CBS 13's April Hettinger investigates why there is a lack of hands on the field

YUMA, Ariz. (KYMA, KECY) - Day laborers are essential in supplying our nation's food source, but a lack of workers has made it difficult for the industry to keep up with the maintenance.

Agriculture is one of Yuma's biggest economic driving forces, but some farmers like John Boelts, executive director of Desert Premium Farms, have scaled back on production intentionally because there aren't enough workers to do some of the most critical jobs in the field.

"Agriculture, particularly in this area but agriculture all across the United States, has always relied on first and second generation immigrants to do a lot of the good work in agriculture that needs to be done," Boelts said. "A lot of it's hand labor."

William Ware with D.V.B. Harvesting is a 5th generation farmer and has handed the passion down to his son.

"It's just really nice when you have a family that's been in this business for three or four or five generations, you can tell. I mean, they're taught more at home basically," Ware explained.

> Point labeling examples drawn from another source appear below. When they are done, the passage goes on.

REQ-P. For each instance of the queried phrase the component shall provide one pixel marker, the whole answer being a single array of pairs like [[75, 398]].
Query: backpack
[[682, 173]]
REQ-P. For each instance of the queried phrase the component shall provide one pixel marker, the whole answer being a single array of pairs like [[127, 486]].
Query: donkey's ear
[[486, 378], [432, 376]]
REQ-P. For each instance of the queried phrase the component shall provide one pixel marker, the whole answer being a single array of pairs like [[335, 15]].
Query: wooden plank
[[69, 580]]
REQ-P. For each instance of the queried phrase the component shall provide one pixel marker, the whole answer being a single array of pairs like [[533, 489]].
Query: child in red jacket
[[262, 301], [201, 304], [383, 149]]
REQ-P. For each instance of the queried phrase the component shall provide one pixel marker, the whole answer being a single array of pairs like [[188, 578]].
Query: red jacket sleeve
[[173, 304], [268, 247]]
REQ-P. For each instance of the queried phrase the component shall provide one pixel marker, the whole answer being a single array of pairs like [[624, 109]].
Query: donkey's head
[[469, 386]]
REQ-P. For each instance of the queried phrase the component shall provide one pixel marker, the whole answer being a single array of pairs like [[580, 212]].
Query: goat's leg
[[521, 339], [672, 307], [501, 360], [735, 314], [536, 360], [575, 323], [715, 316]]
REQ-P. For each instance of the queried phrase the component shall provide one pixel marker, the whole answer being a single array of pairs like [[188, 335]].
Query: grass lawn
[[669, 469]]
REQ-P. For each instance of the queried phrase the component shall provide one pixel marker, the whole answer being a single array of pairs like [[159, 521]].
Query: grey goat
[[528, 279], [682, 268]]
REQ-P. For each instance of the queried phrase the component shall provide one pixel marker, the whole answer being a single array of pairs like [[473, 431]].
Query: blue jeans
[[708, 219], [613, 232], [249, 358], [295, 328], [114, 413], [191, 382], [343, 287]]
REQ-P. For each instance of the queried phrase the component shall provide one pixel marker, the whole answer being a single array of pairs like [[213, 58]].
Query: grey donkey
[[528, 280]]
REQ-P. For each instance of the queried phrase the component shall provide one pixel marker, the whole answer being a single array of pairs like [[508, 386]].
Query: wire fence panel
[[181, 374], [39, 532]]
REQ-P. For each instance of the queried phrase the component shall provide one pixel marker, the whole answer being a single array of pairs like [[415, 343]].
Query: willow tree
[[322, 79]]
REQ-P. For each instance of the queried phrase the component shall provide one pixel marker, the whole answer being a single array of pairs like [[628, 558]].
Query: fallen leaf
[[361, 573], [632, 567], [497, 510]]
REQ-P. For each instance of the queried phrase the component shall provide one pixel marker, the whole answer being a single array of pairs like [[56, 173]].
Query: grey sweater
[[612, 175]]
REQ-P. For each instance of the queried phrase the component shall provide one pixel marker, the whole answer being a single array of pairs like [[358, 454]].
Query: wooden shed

Not every company has the luxury of continuous farmers in the family tree. Many like Kase Limmeroth, owner of Naked Dates, are dealing with a generational gap.

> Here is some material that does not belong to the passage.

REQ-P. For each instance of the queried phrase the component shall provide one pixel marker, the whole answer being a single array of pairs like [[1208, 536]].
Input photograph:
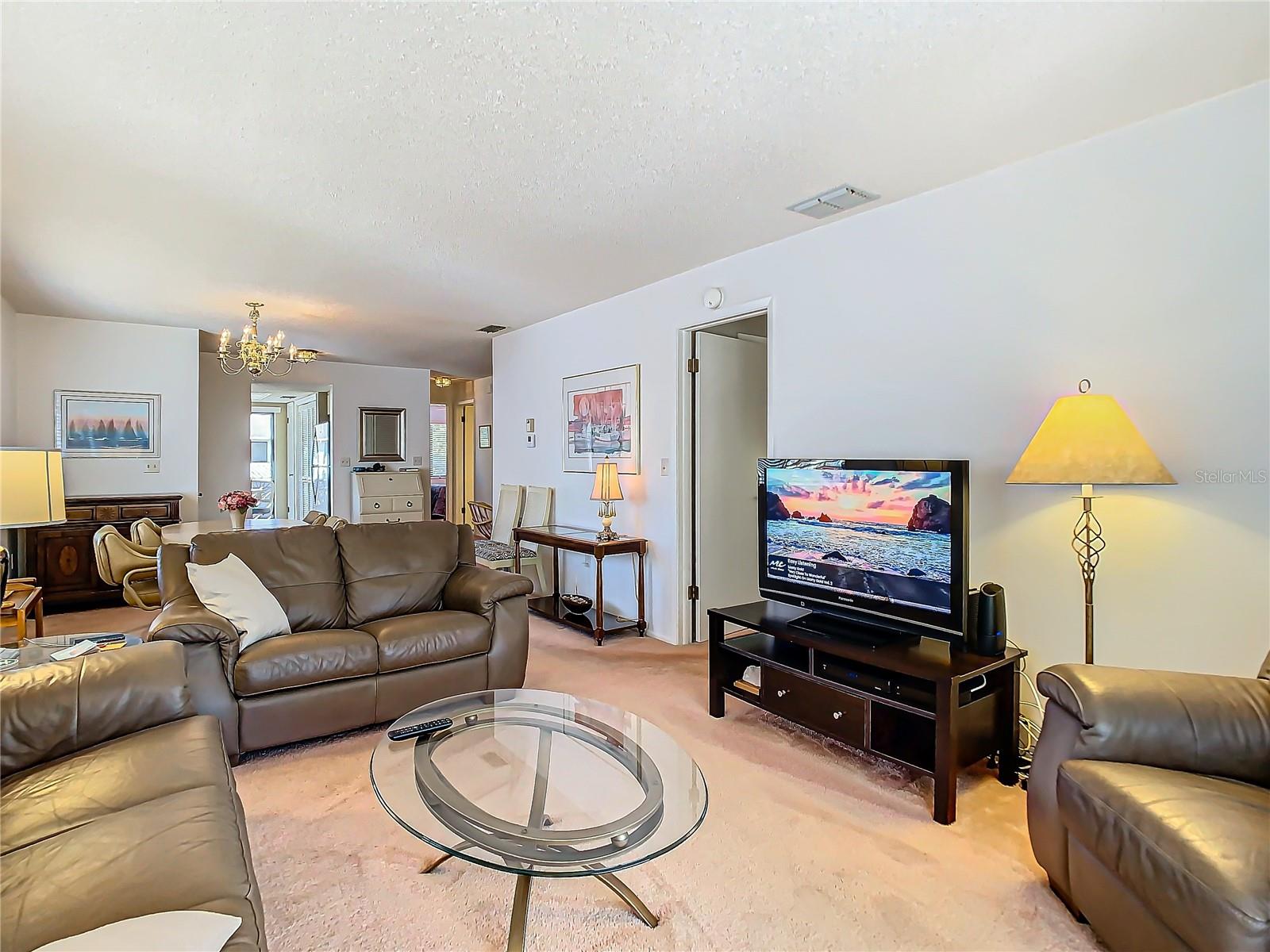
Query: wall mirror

"They're either going to high school or college. We employ those guys, but then we kind of go from there to the 40 to 60 age group, and that is, in fact, a lot of our regular, full-time, year-round guys," Limmeroth stated.

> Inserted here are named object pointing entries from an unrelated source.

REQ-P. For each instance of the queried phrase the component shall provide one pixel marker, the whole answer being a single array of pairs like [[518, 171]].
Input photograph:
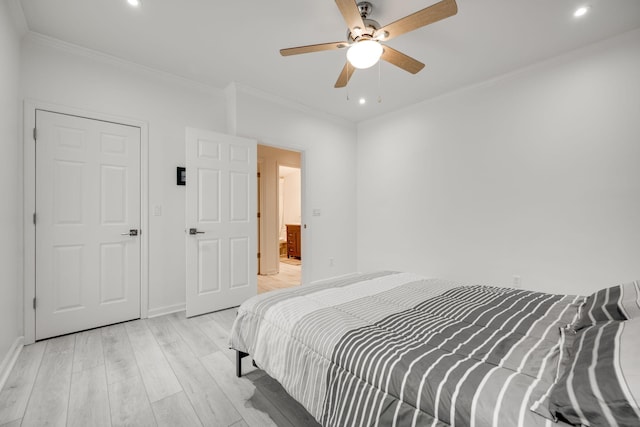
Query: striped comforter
[[397, 349]]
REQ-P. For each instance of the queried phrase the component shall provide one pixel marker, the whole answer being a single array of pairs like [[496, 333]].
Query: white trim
[[29, 191], [51, 42], [279, 100], [10, 360], [161, 311]]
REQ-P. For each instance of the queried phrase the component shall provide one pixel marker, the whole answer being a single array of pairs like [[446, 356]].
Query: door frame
[[29, 203], [305, 220]]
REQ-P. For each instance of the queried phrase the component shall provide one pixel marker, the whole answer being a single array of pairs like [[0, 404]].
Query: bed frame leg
[[239, 356]]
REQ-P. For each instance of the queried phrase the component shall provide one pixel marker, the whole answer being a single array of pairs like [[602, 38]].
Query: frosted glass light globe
[[364, 54]]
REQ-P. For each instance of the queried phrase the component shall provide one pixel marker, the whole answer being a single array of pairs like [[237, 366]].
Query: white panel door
[[221, 221], [87, 201]]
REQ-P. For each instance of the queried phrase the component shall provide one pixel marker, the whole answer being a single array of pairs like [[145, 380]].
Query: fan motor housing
[[370, 27]]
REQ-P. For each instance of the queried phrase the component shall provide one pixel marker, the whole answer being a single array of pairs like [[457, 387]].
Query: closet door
[[88, 221]]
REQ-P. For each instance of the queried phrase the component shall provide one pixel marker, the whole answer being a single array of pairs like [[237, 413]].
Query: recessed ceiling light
[[581, 11]]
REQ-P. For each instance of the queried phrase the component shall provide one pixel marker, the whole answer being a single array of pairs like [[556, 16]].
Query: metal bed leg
[[239, 356]]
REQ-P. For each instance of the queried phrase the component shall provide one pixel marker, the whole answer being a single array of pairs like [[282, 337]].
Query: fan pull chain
[[379, 82], [347, 84]]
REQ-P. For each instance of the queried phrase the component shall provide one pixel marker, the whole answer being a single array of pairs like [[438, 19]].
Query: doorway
[[281, 250]]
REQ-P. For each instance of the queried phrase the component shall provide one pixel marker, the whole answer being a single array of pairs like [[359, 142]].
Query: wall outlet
[[517, 281]]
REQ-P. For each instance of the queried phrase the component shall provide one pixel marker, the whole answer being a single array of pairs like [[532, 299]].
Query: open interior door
[[220, 221]]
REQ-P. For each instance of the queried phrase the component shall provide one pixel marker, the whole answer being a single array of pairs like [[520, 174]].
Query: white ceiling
[[216, 42]]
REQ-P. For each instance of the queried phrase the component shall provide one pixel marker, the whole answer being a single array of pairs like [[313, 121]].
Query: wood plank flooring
[[165, 371], [289, 275]]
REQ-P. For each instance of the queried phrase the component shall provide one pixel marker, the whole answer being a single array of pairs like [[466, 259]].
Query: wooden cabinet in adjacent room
[[293, 241]]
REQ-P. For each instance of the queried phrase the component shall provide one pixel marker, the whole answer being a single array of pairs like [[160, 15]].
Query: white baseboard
[[161, 311], [10, 360]]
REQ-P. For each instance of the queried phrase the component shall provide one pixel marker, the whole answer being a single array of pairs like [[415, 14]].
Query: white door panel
[[221, 206], [87, 200]]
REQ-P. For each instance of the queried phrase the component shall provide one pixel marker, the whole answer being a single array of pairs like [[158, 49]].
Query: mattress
[[392, 348]]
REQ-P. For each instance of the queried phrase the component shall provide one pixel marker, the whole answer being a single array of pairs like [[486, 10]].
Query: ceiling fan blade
[[429, 15], [313, 48], [345, 75], [401, 60], [351, 14]]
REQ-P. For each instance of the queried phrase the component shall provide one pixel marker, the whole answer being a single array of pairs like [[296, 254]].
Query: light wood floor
[[165, 371], [289, 275]]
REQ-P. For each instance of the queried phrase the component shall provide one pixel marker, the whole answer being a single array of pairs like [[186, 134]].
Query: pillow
[[601, 383], [616, 303]]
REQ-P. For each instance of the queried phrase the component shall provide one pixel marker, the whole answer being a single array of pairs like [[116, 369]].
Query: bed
[[391, 348]]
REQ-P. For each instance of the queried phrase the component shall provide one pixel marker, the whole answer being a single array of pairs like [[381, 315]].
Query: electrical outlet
[[517, 281]]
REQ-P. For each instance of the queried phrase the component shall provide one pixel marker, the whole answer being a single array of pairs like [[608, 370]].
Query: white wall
[[10, 194], [536, 174], [328, 175], [292, 203], [73, 78]]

The shortage has limited the amount of product farmers produce locally causing an economic loss.

"What we'll continue to see is a country like Mexico continue to fill that void and supply more and more product," Boelts said. "You know, 30 years ago, they were supplying 5-10% of the production of fresh vegetables coming into the United States. Now, it's exceeding 30%."

When much of that is an easy way to boost the U.S. economy if it's grown in Yuma County.

"What we ultimately end up doing is seeing more product imported every day that could be grown here in the United States, grown, harvested, cooled, and shipped from right here in the U.S. to U.S. customers and Canadian customers," Boelts stated.

Many farmers say the ag community is aging and could lead to a much bigger domino effect.

"We've noticed it last season, especially during the produce season. We get a lot of, you know, custom field workers that come in, harvest crews mainly. We've just had a few times where we've set up orders, set up to have a field thinned or weeded, and you get bumped a day or two," Ware said. "This season actually we had fields that went almost a week to 10 days later, and so that caused quite a few problems."

This has been a problem for decades, but the effects of the coronavirus only made it worse.

"The pandemic compounded it. I believe we had a problem already starting. I don't know if it's generational gaps or what, but we definitely see where it's a little harder to recruit and have young people coming into this field," Ware explained.

And, there aren't any new workers coming in.

"There's a lack of interest, I think, among young people. It's hard work, and the desert is not necessarily the most hospitable," Limmeroth said.

Farmworkers in Yuma County get paid $30,000 a year or $13 an hour on average.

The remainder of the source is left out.